First measurement of Titan’s winds from Huygens

Using a global network of radio telescopes, scientists have measured the speed of the winds faced by Huygens during its descent through the atmosphere of Titan.

This measurement could not be done from space because of a configuration problem with one of Cassini’s receivers. The winds are weak near the surface and increase slowly with altitude up to about 60 km, becoming much rougher higher up where significant vertical wind shear may be present.

Preliminary estimates of the wind variations with altitude on Titan have been obtained from measurements of the frequency of radio signals from Huygens, recorded during the probe’s descent on 14 January 2005. These ‘Doppler’ measurements, obtained by a global network of radio telescopes, reflect the relative speed between the transmitter on Huygens and the receiver on the Earth.

Winds in the atmosphere affected the horizontal speed of the probe’s descent and produced a change in the frequency of the signal received on Earth. This phenomenon is similar to the commonly heard change in pitch of a siren on a speeding police car.

Leading the list of large radio antennas involved in the programme were the NRAO Robert C. Byrd Green Bank Telescope (GBT) in West Virginia, USA, and the CSIRO Parkes Radio Telescope in Australia. Special instrumentation designed for detection of weak signals was used to measure the ‘carrier’ frequency of the Huygens radio signal during this unique opportunity.

The initial detection, made with the ‘Radio Science Receivers’ on loan from NASA’s Deep Space Network, provided the first unequivocal proof that Huygens had survived the entry phase and had begun its radio relay transmission to Cassini.

The very successful signal detection on Earth provided a surprising turnabout for the Cassini-Huygens Doppler Wind Experiment (DWE), whose data could not be recorded on the Cassini spacecraft due to a commanding error needed to properly configure the receiver. “Our team has now taken a significant first step to recovering the data needed to fulfil our original scientific goal, an accurate profile of Titan’s winds along the descent trajectory of Huygens,” said DWE’s Principal Investigator Dr Michael Bird (University of Bonn, Germany).

The ground-based Doppler measurements were carried out and processed jointly by scientists from the NASA Jet Propulsion Laboratory (JPL, USA) and the Joint Institute for VLBI in Europe (JIVE, The Netherlands) working within the DWE team.

Winds on Titan are found to be flowing in the direction of Titan’s rotation (from west to east) at nearly all altitudes. The maximum speed of roughly 120 metres per second (430 km/h) was measured about ten minutes after the start of the descent, at an altitude of about 120 km. The winds are weak near the surface and increase slowly with altitude up to about 60 km.

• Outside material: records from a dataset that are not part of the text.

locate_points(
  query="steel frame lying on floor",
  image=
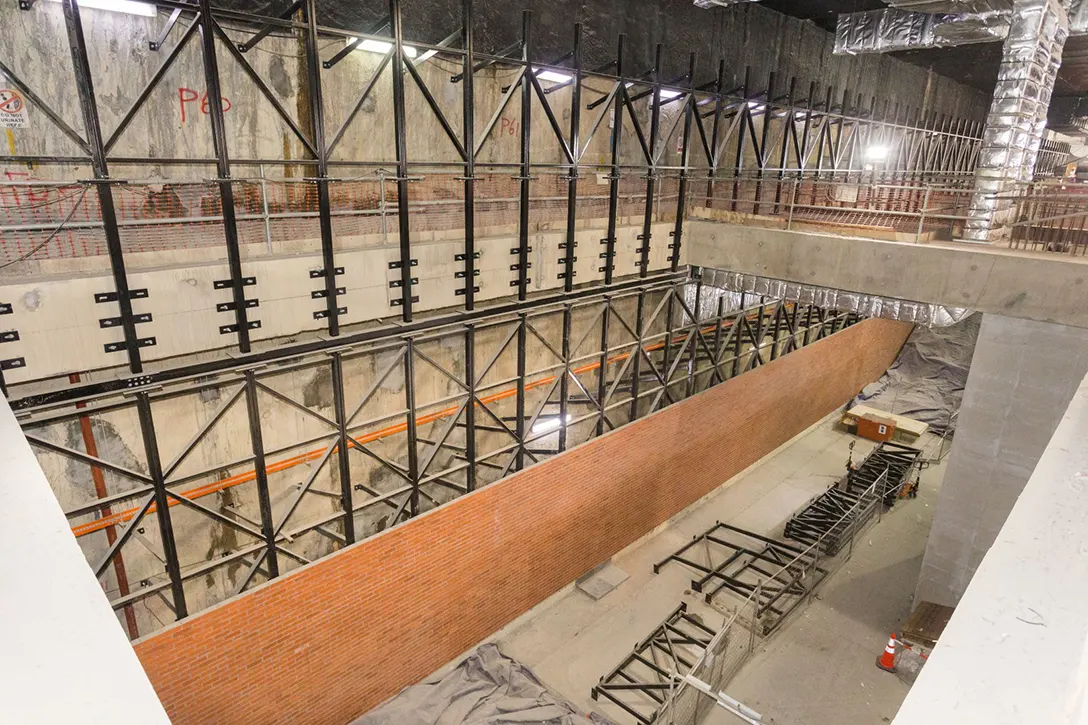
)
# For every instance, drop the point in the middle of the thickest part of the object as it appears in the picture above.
(900, 461)
(832, 517)
(641, 683)
(835, 516)
(741, 563)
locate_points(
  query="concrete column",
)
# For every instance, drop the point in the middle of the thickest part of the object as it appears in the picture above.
(1015, 649)
(63, 654)
(1017, 118)
(1023, 376)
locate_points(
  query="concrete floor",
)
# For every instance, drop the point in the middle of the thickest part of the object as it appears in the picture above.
(818, 667)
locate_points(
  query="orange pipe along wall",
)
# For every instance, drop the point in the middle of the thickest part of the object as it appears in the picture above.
(331, 640)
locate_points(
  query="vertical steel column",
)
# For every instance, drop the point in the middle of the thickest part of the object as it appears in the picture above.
(695, 332)
(85, 87)
(739, 322)
(637, 363)
(264, 501)
(609, 241)
(690, 110)
(519, 424)
(668, 336)
(324, 205)
(825, 134)
(468, 130)
(468, 118)
(719, 87)
(410, 426)
(739, 162)
(223, 169)
(715, 373)
(655, 122)
(764, 137)
(342, 446)
(470, 408)
(527, 119)
(400, 142)
(161, 503)
(576, 120)
(789, 130)
(777, 329)
(837, 149)
(603, 370)
(565, 381)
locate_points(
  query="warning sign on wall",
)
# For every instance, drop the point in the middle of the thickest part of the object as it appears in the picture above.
(12, 110)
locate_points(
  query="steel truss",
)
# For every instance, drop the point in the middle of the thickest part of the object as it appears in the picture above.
(835, 516)
(642, 682)
(749, 138)
(899, 461)
(739, 563)
(595, 365)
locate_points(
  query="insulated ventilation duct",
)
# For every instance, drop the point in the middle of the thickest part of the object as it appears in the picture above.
(889, 29)
(954, 7)
(1017, 118)
(731, 285)
(721, 3)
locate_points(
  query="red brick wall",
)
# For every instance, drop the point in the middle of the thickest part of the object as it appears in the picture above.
(331, 640)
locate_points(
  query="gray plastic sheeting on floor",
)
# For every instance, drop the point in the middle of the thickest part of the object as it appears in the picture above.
(927, 379)
(487, 688)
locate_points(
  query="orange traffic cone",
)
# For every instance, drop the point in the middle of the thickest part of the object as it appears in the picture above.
(887, 661)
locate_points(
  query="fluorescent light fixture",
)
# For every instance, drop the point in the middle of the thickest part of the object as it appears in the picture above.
(380, 47)
(876, 152)
(120, 7)
(544, 425)
(552, 76)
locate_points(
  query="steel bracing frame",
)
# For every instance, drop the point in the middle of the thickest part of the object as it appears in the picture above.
(427, 444)
(628, 345)
(748, 140)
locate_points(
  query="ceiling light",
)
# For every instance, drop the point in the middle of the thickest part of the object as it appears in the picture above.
(551, 75)
(121, 7)
(876, 152)
(545, 425)
(380, 47)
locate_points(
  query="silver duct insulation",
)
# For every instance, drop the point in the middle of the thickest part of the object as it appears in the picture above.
(732, 285)
(1078, 16)
(955, 7)
(885, 31)
(1017, 118)
(720, 3)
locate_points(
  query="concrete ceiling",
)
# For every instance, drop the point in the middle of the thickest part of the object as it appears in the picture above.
(974, 65)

This pattern does not continue at altitudes above 60 km, where large variations in the Doppler measurements are observed. Scientists believe that these variations may arise from significant vertical wind shear. That Huygens had a rough ride in this region was already known from the science and engineering data recorded on board Huygens. “Major mission events, such as the parachute exchange about 15 minutes into the atmospheric flight and impact on Titan at 13:45 CET, produced Doppler signatures that we can clearly identify in the data,” Bird said.

At present, there exists an approximately 20-minute interval with no data between the measurements at GBT and Parkes. This gap in Doppler coverage will eventually be closed by data from other radio telescopes which are presently being analysed. In addition, the entire global set of radio telescopes performed Very Long Baseline Interferometry (VLBI) recordings of the Huygens signal to determine the probe’s precise position during the descent.

“This is a stupendous example of the effectiveness of truly global scientific co-operation,” said Jean-Pierre Lebreton, ESA Huygens Project Scientist. “By combining the Doppler and VLBI data we will eventually obtain an extremely accurate three-dimensional record of the motion of Huygens during its mission at Titan,” he concluded.